= Shaikh Sama'al-Din Kamboh =

Shaikh Sama'al-Din Kamboh was a 15th-century Sufi saint of the Suhrawardi Order from Multan, Punjab.

== Biography ==
Sama'al-Din Kamboh was born in 1405 CE in Multan, Punjab, and came to Delhi during the reign of Bahlol Lodi (d. 894/1488), becoming the patron saint of the Lodi dynasty. His father Shaikh Fakhrudin was a venerable religious leader of the era. Makhdum Shaikh Sama'al-Din had been the royal spiritual adviser or Pir, first to emperor Sultan Bahlol Lodi, and later to Sikandar Lodi. He commanded greatest respect amongst the Muslim spiritual and religious leaders and was one of the greatest Ulema or Shaikhs of his times.
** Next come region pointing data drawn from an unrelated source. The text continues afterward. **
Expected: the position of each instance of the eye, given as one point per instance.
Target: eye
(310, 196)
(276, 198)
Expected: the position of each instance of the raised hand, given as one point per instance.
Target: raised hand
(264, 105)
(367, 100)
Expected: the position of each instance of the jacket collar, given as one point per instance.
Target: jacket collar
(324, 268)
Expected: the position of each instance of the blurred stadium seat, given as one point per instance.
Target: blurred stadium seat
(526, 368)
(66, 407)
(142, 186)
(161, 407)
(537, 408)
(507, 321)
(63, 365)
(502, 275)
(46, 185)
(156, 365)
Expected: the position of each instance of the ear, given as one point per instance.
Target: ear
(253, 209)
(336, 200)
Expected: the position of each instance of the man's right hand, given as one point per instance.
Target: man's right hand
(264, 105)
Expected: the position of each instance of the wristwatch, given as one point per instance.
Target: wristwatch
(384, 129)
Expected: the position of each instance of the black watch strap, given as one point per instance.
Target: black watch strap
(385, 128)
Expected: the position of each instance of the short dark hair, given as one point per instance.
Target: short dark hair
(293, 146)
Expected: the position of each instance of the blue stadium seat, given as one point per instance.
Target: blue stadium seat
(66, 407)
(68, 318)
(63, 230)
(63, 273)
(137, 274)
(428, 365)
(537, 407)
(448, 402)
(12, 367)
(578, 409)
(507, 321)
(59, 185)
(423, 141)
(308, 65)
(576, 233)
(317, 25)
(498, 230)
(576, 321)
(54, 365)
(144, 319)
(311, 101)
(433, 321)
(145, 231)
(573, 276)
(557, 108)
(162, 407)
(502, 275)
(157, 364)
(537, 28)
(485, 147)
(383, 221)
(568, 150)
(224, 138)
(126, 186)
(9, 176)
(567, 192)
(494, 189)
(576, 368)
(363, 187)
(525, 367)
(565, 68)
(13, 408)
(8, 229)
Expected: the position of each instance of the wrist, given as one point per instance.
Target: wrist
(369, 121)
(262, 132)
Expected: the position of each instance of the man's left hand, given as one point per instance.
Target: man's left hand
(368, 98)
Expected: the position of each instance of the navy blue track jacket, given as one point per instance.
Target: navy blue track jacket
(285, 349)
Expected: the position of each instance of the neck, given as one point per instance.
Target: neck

The mazar of Hazrat Shaikh Sama'al-Din is located in Delhi where the Zubairies of Panipat used to assemble every year for offering Fateha in pre-independence days. Spiritual discipline apart, Shaikh Sama'al-Din was a scholar of traditional sciences and imparted instructions as a professional teacher to a large number of students. One of his famous students who rose to eminence was Shaikh Jamali Kamboh. His son, Shaikh Nasir al-Din Dehlawi, was Shaykh al-Islam of Delhi during the reigns of Sikandar Lodi, Ibrahim Lodi, and Babur.

Shaikh Sama'al-Din was author of (1) a glossary on Iraqi's Lam'at and (2) a tract on Sufism, Miftah ul-Asrar.